7 Tips For Successful Endotracheal (ET) Suctioning

7 Tips For Successful Endotracheal (ET) Suctioning

Endotracheal suctioning is often necessary for ventilated patients, but it comes with significant risks ranging from respiratory distress to cardiac arrhythmias to hypertension, according to a 2009 study in Pediatric Critical Care Medicine.(1). Endotracheal tubes (ET) can irritate the airways and cause an increase in secretions. (1) However, suctioning is used frequently in pediatric intensive care units (PICUs) because intubated patients can’t clear secretions very well due to glottis closure blockages, and impairment of normal mucus production (1).

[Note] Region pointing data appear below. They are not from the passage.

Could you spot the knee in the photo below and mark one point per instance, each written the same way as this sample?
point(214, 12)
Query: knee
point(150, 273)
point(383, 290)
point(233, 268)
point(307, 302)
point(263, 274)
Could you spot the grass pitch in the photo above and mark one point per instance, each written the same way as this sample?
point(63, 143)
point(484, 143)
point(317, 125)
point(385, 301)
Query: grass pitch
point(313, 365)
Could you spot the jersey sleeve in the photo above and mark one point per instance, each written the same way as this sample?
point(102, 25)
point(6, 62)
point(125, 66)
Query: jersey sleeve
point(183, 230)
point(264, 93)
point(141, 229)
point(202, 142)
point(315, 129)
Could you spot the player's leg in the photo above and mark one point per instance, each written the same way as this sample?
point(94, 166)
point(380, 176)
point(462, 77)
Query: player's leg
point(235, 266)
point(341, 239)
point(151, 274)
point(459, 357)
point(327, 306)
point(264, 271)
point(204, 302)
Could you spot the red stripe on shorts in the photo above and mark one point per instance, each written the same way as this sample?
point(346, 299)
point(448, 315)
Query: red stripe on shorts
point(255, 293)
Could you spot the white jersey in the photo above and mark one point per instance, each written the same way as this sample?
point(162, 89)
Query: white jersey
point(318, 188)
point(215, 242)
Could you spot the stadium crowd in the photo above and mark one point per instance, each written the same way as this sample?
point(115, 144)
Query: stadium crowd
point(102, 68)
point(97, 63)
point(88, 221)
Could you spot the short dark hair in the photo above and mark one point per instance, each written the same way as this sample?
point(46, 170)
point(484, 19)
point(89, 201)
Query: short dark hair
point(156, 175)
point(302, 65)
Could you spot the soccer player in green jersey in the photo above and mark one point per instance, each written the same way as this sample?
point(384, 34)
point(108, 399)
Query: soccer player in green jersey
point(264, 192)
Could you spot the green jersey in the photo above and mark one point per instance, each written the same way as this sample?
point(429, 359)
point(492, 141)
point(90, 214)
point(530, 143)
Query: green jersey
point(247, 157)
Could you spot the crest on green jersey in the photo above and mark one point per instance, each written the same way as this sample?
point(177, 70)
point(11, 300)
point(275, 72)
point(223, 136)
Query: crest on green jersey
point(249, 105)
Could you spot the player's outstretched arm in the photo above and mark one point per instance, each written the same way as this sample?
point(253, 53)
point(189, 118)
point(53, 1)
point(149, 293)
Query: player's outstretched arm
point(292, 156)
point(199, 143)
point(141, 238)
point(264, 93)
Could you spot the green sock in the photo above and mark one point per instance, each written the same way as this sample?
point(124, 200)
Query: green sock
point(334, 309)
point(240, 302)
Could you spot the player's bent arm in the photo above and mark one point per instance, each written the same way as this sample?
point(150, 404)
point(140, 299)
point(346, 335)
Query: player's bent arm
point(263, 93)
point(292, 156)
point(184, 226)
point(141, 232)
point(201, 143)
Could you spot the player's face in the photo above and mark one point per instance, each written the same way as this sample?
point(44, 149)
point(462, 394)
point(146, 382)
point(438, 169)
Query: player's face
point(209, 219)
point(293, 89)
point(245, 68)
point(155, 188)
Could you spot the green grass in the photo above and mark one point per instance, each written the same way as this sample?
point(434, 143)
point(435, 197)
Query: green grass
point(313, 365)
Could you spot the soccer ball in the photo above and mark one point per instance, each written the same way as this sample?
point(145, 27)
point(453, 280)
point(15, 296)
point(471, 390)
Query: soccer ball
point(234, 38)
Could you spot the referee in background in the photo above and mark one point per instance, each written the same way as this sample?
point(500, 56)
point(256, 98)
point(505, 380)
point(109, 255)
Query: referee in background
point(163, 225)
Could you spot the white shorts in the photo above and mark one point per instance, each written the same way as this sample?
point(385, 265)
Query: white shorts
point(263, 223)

While studies in the medical literature do not always agree on best practices to balance benefits over risks, respiratory therapists and researchers make the following recommendations:

  1. Suction only as needed: The literature does not agree on an appropriate frequency of suctioning, but one 2009 study in Intensive and Critical Care Nursingsuggested it should be performed only when necessary due to its risks and adverse effects. (2), including that patients often describe it as “painful and uncomfortable, and may result in a choking sensation.” Despite the discomfort, it is often a necessary procedure that can improve breathing. (2)
  2. Increase oxygen in different amounts for adults and children: While pre-oxygenation at 100% is the typical practice with adults before, during and after intubation, that same level of oxygen can cause hyperoxia—over oxygenation—in preterm infants according to a 2010 article in Respiratory Therapist. (3) However, some oxygen is necessary in infants to prevent bradycardia—a slowing of the heart rate—and apnea so, many NICUs recommend oxygen at 10 to 20 percent before intubation.(3)
  3. Use low vacuum pressure unless otherwise necessary: A number of studies recommend using the lowest vacuum pressure to reduce risks of hypoxia—a lack of oxygen—atelectasis, and tracheal mucosa injury. (2)However, the pressure has to be strong enough to remove the secretion. So researchers suggest nurses and respiratory therapists don’t rely on the manometer dial of the suctioning equipment alone. “[I]t depends on the suction catheter-ET-tube ration, the duration of the procedure and the volume and viscosity of the secretions.” (2)  Ultimately, they recommend the lowest possible suction pressure—usually between 80 and 120 mmHg, unless the secretion is not responding. (2)
  4. Choose the right suction catheter size: If a suction catheter is too large for the ET or there is too much vacuum pressure, atelectasis can occur (3). Ideally, the general recommendation is to use a suction catheter “that has an external diameter less than 50% of the size of the [endotracheal tube (ETT)] inner diameter,” according to Respiratory Therapist. Or, put another way, a suction catheter that “occludes less than one-half the internal diameter of the ETT lumen,” and to always use the smallest suction catheter possible that will still allow for effective aspiration. (3)
  5. Weigh the pros and cons of open or closed suctioning systems: While the literature is inconclusive as to whether open trachea or closed tracheal suctioning systems cause greater infections or trauma to tissues, many health care professionals have come to prefer closed suctioning systems (CSS or CTSS) for their convenience and speed. According to a study in the Egyptian Journal of Chest Diseases and Tuberculosis(4), CTSS had the following advantages over OTSS: “improved oxygenation; decreased clinical signs of hypoxemia; maintenance of positive end-expiratory pressure; limited environmental, personnel and patient contamination; and smaller loss of lung volume.”
  6. Use continuous suction: Both continuous and intermittent suctioning can cause some damage to the trachea (2), however, when using the CTSS system, researchers recommend using continuous suctioning, otherwise there is a risk of alveolar collapse.
  7. Use shallow suction depth when possible: While studies in neonates found no major differences in heart rate and oxygen saturation between deep or shallow suctioning, deeper suctioning can cause mucosal injury, bleeding, and even vagal stimulation and bradycardia. (3) However, sometimes deep suctioning is needed, particularly when there are larger amounts of mucus in the lower airways. In lieu of more conclusive studies, the general recommendation is to “minimize the use of deep suctioning.” (3)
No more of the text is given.